Our findings could have a positive clinical impact in management of volume overload in the chronic kidney disease population, whose prognosis has already been proven to improve with a reduction in volume overload. Szu-Chun Hung et al. employed a model to predict mortality based on patients’ extracellular water to total body water ratio. This ratio expresses the amount of extracellular water that exists compared to total body water. In healthy people, the index is between 0.36 and 0.39, however, it has been observed that it is increased in patients with advanced chronic kidney disease and has been associated with multiple adverse outcomes. Patients were classified into two groups based on the extracellular water to total body water ratio with a cutoff of ± 48%, and after four years of follow-up, they observed twice the mortality rate in those with levels ≥ 48% [19]. These results could be of particular interest when applied to this trial since, before the intervention, both groups had an ECW/TBW ratio > 50%; however, at the end of follow-up, only the combined treatment group exhibited a reduction to 46%, which could be impactful as a possible benefit in terms of mortality in this population.

Another finding was that treatment with loop diuretics alone was insufficient for blood pressure and volume overload control compared with bumetanide plus chlorthalidone.

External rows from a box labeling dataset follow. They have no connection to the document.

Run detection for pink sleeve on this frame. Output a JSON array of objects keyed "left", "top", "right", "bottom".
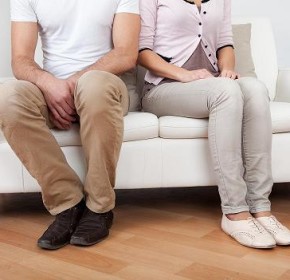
[
  {"left": 139, "top": 0, "right": 158, "bottom": 50},
  {"left": 217, "top": 0, "right": 233, "bottom": 49}
]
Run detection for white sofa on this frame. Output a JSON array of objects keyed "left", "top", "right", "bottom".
[{"left": 0, "top": 18, "right": 290, "bottom": 193}]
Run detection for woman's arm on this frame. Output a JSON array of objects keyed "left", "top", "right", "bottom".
[
  {"left": 138, "top": 0, "right": 212, "bottom": 82},
  {"left": 217, "top": 46, "right": 240, "bottom": 79},
  {"left": 138, "top": 50, "right": 212, "bottom": 83},
  {"left": 217, "top": 0, "right": 239, "bottom": 79}
]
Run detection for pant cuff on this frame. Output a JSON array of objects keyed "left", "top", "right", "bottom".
[
  {"left": 47, "top": 196, "right": 84, "bottom": 216},
  {"left": 87, "top": 202, "right": 115, "bottom": 214},
  {"left": 222, "top": 206, "right": 250, "bottom": 215},
  {"left": 250, "top": 205, "right": 271, "bottom": 214}
]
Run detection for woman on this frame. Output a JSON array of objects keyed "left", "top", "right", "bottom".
[{"left": 139, "top": 0, "right": 290, "bottom": 248}]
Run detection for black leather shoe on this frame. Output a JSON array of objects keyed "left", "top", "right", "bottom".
[
  {"left": 70, "top": 208, "right": 114, "bottom": 246},
  {"left": 37, "top": 200, "right": 85, "bottom": 250}
]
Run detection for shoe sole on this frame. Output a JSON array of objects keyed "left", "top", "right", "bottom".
[
  {"left": 37, "top": 242, "right": 69, "bottom": 250},
  {"left": 276, "top": 242, "right": 290, "bottom": 246},
  {"left": 70, "top": 234, "right": 109, "bottom": 247},
  {"left": 222, "top": 228, "right": 276, "bottom": 249}
]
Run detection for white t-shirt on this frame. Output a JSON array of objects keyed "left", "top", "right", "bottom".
[{"left": 10, "top": 0, "right": 139, "bottom": 79}]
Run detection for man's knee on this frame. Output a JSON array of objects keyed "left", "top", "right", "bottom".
[
  {"left": 0, "top": 81, "right": 43, "bottom": 126},
  {"left": 75, "top": 70, "right": 128, "bottom": 115}
]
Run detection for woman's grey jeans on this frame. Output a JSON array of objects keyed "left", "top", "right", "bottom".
[{"left": 142, "top": 77, "right": 273, "bottom": 214}]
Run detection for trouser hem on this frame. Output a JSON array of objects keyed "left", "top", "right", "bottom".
[
  {"left": 250, "top": 205, "right": 271, "bottom": 214},
  {"left": 87, "top": 202, "right": 115, "bottom": 214},
  {"left": 222, "top": 206, "right": 249, "bottom": 215},
  {"left": 47, "top": 196, "right": 84, "bottom": 216}
]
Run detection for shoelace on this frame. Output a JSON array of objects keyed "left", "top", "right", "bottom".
[
  {"left": 248, "top": 218, "right": 265, "bottom": 233},
  {"left": 269, "top": 216, "right": 284, "bottom": 230}
]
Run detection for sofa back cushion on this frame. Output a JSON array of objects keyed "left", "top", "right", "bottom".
[{"left": 232, "top": 17, "right": 278, "bottom": 100}]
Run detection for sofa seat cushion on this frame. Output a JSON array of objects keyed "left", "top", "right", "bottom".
[
  {"left": 159, "top": 102, "right": 290, "bottom": 139},
  {"left": 0, "top": 112, "right": 159, "bottom": 147},
  {"left": 159, "top": 116, "right": 208, "bottom": 139},
  {"left": 53, "top": 112, "right": 159, "bottom": 147}
]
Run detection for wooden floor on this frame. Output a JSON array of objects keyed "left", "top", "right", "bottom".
[{"left": 0, "top": 184, "right": 290, "bottom": 280}]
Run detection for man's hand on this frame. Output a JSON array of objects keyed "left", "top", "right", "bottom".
[
  {"left": 38, "top": 75, "right": 76, "bottom": 129},
  {"left": 179, "top": 69, "right": 213, "bottom": 83},
  {"left": 219, "top": 70, "right": 240, "bottom": 80}
]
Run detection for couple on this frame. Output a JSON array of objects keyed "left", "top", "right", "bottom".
[{"left": 0, "top": 0, "right": 290, "bottom": 250}]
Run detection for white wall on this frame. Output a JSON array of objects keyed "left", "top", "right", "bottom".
[
  {"left": 232, "top": 0, "right": 290, "bottom": 68},
  {"left": 0, "top": 0, "right": 290, "bottom": 78}
]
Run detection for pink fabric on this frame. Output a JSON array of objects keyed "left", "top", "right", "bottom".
[{"left": 139, "top": 0, "right": 233, "bottom": 85}]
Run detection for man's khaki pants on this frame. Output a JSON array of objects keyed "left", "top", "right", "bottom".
[{"left": 0, "top": 71, "right": 128, "bottom": 215}]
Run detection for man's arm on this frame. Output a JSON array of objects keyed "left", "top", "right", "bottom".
[
  {"left": 11, "top": 22, "right": 75, "bottom": 129},
  {"left": 69, "top": 13, "right": 140, "bottom": 82}
]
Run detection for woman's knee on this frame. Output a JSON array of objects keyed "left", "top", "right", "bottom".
[{"left": 212, "top": 78, "right": 243, "bottom": 107}]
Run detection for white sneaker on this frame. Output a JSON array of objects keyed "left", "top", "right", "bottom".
[
  {"left": 257, "top": 216, "right": 290, "bottom": 245},
  {"left": 221, "top": 215, "right": 276, "bottom": 249}
]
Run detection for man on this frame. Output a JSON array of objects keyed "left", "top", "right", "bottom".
[{"left": 0, "top": 0, "right": 140, "bottom": 250}]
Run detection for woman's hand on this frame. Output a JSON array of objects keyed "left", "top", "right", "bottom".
[
  {"left": 219, "top": 70, "right": 240, "bottom": 80},
  {"left": 178, "top": 69, "right": 213, "bottom": 83}
]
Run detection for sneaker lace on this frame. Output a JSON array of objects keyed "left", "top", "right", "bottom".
[
  {"left": 248, "top": 218, "right": 265, "bottom": 233},
  {"left": 269, "top": 216, "right": 284, "bottom": 230}
]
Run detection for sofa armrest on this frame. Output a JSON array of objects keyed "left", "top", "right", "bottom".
[{"left": 275, "top": 68, "right": 290, "bottom": 103}]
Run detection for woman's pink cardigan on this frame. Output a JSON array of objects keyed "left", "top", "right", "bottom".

This was evidenced by the fact that in our trial, all patients had a history of chronic loop diuretic use (most were on furosemide); however, when they were randomized, furosemide was changed to bumetanide, a more potent loop diuretic with a dose equivalent to 160 mg furosemide QD [20]. This protocol, along with our findings, allowed us to demonstrate that high doses of loop diuretics are not sufficient by themselves to achieve adequate blood pressure and volume overload in patients with advanced chronic kidney disease without renal replacement therapy. When employing high doses of bumetanide, the possibilities of poor efficacy of the loop diuretic secondary to pharmacokinetic processes associated with diuretic resistance, such as insufficient dosage, reduced absorption, low bioavailability, and interaction with uremic toxins, are diminished [21]. We consider that this difference could be explained by chronic loop diuretic use and previously described adaptive changes at the distal convoluted tubule, in which patients exhibit higher sodium reabsorption, lower natriuresis, and, as a consequence, loss of loop diuretic efficacy [22, 23].

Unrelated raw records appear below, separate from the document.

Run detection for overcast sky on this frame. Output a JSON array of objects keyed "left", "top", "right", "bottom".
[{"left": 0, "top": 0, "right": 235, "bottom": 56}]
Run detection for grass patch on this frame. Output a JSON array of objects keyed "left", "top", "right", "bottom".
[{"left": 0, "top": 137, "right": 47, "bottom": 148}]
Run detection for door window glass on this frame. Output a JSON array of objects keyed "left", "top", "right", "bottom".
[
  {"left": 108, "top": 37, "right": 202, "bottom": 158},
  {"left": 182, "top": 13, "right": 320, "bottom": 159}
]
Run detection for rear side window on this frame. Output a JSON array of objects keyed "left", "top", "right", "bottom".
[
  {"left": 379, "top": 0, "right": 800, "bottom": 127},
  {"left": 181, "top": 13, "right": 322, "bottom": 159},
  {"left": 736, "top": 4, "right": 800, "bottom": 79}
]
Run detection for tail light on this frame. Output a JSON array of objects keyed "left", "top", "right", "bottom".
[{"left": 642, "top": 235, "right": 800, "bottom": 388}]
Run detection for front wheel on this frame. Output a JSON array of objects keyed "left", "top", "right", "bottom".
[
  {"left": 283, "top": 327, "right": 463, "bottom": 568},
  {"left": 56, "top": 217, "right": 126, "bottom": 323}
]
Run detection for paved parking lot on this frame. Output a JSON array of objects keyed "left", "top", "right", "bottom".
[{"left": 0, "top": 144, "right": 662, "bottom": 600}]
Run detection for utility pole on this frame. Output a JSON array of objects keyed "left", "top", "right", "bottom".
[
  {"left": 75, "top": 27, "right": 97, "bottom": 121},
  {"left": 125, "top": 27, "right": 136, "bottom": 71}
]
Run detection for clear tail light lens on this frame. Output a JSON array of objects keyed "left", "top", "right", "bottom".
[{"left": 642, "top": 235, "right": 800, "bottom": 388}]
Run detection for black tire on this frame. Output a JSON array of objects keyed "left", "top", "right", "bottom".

Thiazide diuretic use, particularly chlorthalidone, seems to provide additional benefits; chlorthalidone has a potency at least threefold that of hydrochlorothiazide, as well as a longer half-life [24]. A recent meta-analysis demonstrated that chlorthalidone has a larger antihypertensive effect than hydrochlorothiazide with a comparable safety profile [25]. Other studies have demonstrated that chlorthalidone may be superior to hydrochlorothiazide with respect to inducing regression of left ventricular hypertrophy and preventing cardiovascular events [26, 27]. As described in other studies, our results suggest that the effect of bumetanide plus chlorthalidone therapy on blood pressure levels could be related to the natriuretic effect with subsequent volume depletion produced by thiazide diuretics [28]. Even studies conducted in anuric patients failed to demonstrate an antihypertensive effect of thiazides independent of natriuresis and volume depletion [29]. Regarding the dose of chlorthalidone used in our study, we recognize that these doses are higher than the 12.5 to 25 mg/day dose that is usually recommended in patients with arterial hypertension [30]; however, doses > 50 mg (optimal doses) have been evaluated and defined in the context of high-dose diuretic therapy, as derived from studies that evaluated the dose–response curve of thiazide diuretics [31]. The pharmacokinetics of chlorthalidone doses between 50 and 200 mg reveal optimal erythrocyte half-life values and urinary excretion in patients with CKD [12]. In addition, we considered pharmacokinetic adjustment according to the deterioration in the glomerular filtration rate present in our patients to achieve the expected natriuretic effect [13]. We must recognize that there are no update pharmacokinetic studies of chlorthalidone in patients with advanced chronic kidney disease, which represents a challenge and a weakness of our study. Based on the above and based on the results of our work, it would be important to design pharmacokinetic studies of chlorthalidone with or without loop diuretics in patients with advanced chronic kidney disease as a future area of research.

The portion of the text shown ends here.